Helicopter parenting – where parents are super-involved in their children’s lives and activities – may have gotten a bad rap for nothing.
The parenting style has had its share of critics in recent years, but a new study shows that helicopter parenting may actually give children a better chance at success.
“My parents expected us to show up for meals, go to school and be home before dark, but other than that, we had a lot of freedom,” said Dr. Matthias Doepke of Northwestern University. “The reality is that I am now a much more intensive parent who spends a lot of time on parenting, just like most other American parents today.”
Critics of helicopter parenting say that parents who micromanage their children’s lives leave kids unprepared for the real world. Stories abound of the parents who attempt to accompany their children on job interviews or call college professors about poor grades.

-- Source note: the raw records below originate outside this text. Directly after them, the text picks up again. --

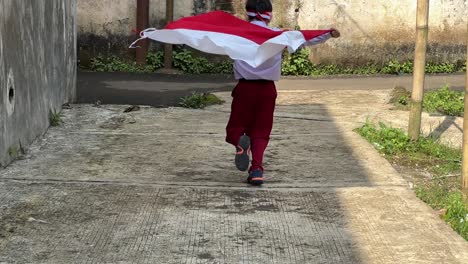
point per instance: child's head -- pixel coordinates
(259, 10)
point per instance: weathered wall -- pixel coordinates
(379, 30)
(37, 68)
(373, 31)
(105, 26)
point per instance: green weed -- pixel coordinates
(200, 100)
(443, 191)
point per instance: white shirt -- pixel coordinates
(270, 69)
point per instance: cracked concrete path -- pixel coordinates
(159, 186)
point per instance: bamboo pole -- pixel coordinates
(465, 127)
(168, 47)
(414, 126)
(142, 23)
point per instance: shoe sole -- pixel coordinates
(255, 182)
(242, 160)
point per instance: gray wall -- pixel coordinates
(37, 68)
(372, 31)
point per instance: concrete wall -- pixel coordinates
(37, 68)
(105, 26)
(379, 30)
(373, 31)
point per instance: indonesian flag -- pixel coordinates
(221, 33)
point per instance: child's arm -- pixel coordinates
(333, 34)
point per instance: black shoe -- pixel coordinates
(242, 159)
(255, 177)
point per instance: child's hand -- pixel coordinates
(335, 33)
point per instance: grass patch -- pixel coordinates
(13, 151)
(296, 64)
(55, 118)
(442, 100)
(443, 191)
(200, 100)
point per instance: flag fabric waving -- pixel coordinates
(221, 33)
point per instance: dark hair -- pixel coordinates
(259, 5)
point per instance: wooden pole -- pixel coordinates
(414, 127)
(465, 128)
(142, 23)
(168, 47)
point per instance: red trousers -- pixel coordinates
(252, 111)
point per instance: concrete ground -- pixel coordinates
(159, 186)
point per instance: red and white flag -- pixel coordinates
(221, 33)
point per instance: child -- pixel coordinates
(254, 99)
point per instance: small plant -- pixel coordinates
(442, 191)
(457, 214)
(444, 101)
(55, 118)
(13, 151)
(200, 100)
(426, 152)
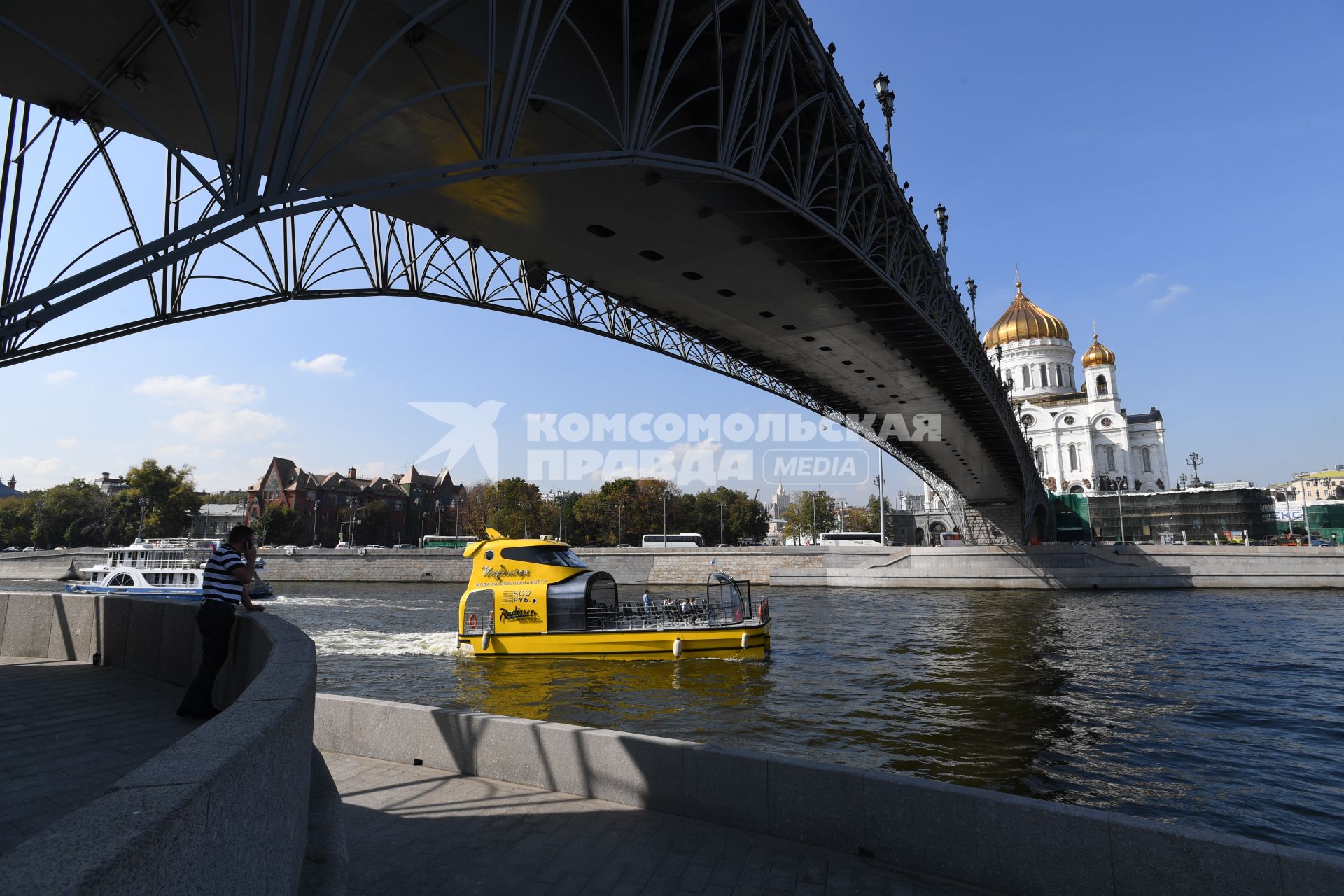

But Doepke and his colleague Dr. Fabrizio Zilibotti of Yale University say the pushy parenting style can help students earn higher grades opening up new opportunities.
The pair looked at academic tests submitted by 15-year-olds around the world. They found that in countries with stark economic inequality, including the United States, helicopter parenting was connected with higher academic achievement.
It’s an economic symptom, the pair said.
Parents want to give their students a shot at success, the pair theorized. That may be what leads helicopter parents to push their children to work harder – and to push the rest of the world to give them more opportunities.
“We argue that parents respond to the environment they face, and depending on what that environment is, there can be outcomes that are socially problematic even if most parents do the best they can,” Doepke said. “In the U.S. today, the biggest concern is inequality in parenting, or what we refer to as the ‘parenting gap’ between social classes.”
Doepke and Zilibotti share their research in the book Love, Money, and Parenting: How Economics Explains the Way We Raise Our Kids.